The image projection technique can be used for a “tailored” skin incision and craniotomy (Figs. 2 and 3). There is a benefit if one compares the presented augmented reality method with available simple navigation systems. The advantage of the former method lies in the ability to plan an approach more easily and faster by using these image projections with comparable accuracy. Furthermore subcortical lesions, which are not visible on the brain surface during surgery, can be visualized due to lesion projection on the brain surface while planning the approach and operative strategy. The brain surface and hairy scalp are irregular surfaces but they serve as good “screens.” Projecting an image onto the hairy scalp is very possible and can be done to see the location to perform any shaving. After shaving, an image can be projected onto the scalp. The intraoperative application of the augmented reality technique enables accurate brain tumor localization on the brain surface. A heads-up display system or microscope display requires additional hardware that is between the surgeon and the real surgical field. The idea of the augmented reality technique was to use the real environment itself as a screen, allowing improved spatial perception. In the first intraoperative application we were able to successfully implement this method and visualize the tumor on the head surface for planning the skin incision, on the skull for planning the craniotomy, and on the brain surface for resecting the tumor. A navigation system was used to evaluate and confirm accuracy.

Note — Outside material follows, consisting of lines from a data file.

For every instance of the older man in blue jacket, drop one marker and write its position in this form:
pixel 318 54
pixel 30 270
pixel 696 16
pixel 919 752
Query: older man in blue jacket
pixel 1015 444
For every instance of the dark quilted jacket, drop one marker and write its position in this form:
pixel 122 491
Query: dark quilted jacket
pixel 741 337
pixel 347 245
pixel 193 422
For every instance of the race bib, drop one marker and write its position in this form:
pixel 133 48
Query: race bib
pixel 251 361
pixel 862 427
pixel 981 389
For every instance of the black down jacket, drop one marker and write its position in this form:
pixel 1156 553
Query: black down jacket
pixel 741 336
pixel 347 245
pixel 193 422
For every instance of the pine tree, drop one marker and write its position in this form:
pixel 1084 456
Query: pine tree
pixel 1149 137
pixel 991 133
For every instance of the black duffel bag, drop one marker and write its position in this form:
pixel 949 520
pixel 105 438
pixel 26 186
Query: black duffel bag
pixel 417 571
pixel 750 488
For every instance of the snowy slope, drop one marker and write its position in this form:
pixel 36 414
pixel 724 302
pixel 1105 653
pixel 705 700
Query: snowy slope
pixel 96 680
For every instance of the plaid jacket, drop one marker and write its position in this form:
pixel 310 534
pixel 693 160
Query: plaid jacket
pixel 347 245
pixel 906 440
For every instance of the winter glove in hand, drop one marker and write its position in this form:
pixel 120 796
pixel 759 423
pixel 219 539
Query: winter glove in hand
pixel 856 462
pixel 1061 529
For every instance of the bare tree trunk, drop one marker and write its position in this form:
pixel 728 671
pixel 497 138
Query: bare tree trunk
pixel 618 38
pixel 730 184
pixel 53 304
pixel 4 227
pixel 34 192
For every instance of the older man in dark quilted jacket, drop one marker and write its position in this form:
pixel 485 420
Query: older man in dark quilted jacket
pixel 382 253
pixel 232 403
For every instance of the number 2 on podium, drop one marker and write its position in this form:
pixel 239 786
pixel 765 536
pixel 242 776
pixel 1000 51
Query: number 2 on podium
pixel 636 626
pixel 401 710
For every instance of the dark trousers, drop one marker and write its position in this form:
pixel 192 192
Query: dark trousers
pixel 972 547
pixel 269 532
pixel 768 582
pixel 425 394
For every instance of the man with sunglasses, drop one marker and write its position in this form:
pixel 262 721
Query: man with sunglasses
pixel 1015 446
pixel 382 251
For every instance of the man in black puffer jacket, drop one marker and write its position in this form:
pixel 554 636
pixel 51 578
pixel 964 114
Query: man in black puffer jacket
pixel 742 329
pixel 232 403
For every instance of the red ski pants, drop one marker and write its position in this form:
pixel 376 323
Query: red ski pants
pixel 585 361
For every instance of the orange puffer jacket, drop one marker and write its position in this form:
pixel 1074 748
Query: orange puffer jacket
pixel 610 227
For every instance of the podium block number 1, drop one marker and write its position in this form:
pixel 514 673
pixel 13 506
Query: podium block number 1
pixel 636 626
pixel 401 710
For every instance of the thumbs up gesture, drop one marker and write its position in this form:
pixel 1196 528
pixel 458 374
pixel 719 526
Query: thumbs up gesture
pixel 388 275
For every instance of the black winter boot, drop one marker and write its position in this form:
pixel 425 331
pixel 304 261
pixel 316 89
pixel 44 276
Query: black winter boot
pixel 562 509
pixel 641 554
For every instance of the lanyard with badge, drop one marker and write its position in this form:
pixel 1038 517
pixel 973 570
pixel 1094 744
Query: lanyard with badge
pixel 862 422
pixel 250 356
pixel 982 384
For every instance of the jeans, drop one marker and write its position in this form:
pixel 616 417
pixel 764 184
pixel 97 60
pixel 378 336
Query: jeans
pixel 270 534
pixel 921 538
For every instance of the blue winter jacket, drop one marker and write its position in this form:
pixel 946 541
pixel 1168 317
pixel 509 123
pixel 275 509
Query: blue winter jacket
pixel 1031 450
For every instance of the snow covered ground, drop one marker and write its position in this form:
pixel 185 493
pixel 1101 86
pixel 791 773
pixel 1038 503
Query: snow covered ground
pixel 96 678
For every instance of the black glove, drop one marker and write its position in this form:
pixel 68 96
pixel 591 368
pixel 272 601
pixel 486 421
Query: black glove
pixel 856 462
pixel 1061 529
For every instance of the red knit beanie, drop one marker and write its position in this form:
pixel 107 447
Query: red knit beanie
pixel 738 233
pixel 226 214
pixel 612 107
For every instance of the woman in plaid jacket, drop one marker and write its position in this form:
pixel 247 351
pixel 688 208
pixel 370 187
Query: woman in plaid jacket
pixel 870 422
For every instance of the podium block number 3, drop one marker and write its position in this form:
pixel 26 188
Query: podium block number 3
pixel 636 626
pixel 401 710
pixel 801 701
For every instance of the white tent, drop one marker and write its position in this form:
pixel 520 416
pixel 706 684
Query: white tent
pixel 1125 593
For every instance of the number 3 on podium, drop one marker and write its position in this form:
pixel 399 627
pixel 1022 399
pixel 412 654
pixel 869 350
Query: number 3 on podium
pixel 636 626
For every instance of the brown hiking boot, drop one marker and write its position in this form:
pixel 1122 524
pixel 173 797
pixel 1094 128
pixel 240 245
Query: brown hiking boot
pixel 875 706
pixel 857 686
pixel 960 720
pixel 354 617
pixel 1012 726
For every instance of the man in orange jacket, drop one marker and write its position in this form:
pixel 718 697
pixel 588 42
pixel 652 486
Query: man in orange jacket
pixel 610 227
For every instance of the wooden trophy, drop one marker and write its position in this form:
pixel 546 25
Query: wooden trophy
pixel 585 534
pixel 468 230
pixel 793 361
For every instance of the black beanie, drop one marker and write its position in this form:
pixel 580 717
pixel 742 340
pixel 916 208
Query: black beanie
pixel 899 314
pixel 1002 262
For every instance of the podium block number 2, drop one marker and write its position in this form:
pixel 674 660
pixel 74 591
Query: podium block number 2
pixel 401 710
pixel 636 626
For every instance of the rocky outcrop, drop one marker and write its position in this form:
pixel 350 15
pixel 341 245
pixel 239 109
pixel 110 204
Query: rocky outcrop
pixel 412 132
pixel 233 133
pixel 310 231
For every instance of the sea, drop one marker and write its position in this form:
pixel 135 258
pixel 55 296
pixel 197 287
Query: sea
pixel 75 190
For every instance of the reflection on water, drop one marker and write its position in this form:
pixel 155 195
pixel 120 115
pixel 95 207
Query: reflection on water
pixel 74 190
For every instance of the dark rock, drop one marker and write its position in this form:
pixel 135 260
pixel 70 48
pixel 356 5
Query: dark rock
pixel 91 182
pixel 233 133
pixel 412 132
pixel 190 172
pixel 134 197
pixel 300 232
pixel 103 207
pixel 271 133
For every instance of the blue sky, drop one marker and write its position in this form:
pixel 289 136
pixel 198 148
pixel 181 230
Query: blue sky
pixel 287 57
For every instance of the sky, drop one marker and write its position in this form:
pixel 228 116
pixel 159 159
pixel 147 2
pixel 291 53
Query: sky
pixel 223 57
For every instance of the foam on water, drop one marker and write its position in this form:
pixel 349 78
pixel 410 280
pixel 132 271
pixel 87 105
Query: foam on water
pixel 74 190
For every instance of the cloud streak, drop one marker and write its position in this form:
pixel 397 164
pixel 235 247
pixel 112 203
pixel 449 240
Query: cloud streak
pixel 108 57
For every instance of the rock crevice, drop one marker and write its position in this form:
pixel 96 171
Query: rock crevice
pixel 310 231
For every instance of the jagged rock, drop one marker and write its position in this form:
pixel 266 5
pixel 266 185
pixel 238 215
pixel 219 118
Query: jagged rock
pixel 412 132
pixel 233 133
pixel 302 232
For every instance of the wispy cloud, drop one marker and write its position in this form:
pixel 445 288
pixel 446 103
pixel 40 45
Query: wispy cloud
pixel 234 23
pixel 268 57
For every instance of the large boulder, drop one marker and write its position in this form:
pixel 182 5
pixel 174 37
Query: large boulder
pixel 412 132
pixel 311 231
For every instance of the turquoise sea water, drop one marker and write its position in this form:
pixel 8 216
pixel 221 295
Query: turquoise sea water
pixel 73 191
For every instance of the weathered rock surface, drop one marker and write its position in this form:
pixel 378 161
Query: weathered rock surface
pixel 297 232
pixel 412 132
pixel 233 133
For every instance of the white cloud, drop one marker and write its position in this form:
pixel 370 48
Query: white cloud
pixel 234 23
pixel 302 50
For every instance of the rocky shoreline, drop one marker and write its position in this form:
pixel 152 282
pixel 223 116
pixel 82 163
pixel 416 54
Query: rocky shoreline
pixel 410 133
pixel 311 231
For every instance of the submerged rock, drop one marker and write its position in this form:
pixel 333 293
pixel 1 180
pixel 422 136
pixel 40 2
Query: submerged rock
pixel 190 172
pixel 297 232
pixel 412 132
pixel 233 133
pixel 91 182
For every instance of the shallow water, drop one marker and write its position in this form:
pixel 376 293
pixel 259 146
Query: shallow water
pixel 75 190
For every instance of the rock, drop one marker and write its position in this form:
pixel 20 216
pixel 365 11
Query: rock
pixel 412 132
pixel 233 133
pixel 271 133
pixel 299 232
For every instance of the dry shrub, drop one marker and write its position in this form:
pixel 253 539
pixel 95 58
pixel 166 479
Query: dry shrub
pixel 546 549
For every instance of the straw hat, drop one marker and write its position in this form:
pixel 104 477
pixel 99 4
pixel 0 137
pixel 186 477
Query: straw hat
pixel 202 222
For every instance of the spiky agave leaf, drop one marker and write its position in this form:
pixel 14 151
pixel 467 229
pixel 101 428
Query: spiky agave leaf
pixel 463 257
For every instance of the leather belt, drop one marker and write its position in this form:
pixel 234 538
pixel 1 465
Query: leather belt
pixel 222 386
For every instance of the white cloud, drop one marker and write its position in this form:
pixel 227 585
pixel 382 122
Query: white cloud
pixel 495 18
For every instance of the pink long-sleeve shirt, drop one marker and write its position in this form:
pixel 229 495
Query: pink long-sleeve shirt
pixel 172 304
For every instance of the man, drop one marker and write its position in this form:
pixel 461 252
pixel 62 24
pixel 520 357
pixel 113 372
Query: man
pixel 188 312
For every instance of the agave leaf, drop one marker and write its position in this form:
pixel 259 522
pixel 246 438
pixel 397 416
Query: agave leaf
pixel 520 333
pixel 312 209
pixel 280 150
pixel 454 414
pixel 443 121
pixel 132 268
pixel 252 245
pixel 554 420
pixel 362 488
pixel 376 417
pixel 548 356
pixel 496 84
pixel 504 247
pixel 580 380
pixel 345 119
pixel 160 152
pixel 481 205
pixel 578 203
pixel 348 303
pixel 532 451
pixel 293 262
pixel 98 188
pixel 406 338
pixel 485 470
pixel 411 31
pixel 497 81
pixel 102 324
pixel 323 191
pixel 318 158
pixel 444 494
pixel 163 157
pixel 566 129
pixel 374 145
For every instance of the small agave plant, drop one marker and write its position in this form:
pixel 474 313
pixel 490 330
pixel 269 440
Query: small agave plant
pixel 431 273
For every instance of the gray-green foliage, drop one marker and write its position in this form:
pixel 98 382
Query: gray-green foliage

The described augmented reality system contains the possibility of projecting any useful information exactly to the head, skull, or brain surface. Our first experiences show that this technique is optimal for small and large tumors or lesions located close to the brain surface. Depth visualization of ROIs is still a challenge in projecting 2D images.4 Otherwise existing navigation systems also have limitations in surgeries for deep and large lesions as a result of brain shift. For deep lesions the planned approach is more important than the image-guided visualization of the tumor borders. However, we believe that the described technique can be used very well to quickly and accurately guide surgery for deep brain tumors—not to project the deep tumor borders but to project the preoperatively planned approach and the craniotomy borders or any other useful information to the patient's head, skull, or brain surface.

Every new technique goes hand in hand with problems and limitations, which should be discussed along with suggestions for possible solutions. The presented augmented reality technique, like existing navigation systems, is not accurate in identifying tumor borders after brain shift. The augmented reality system focuses on preoperative planning and intraoperative guidance; however, the system provides accurate brain tumor localization after opening of the dura mater (Fig. 2). During and after the resection of brain tumors, brain shift increases and the utility of the presented technique is limited.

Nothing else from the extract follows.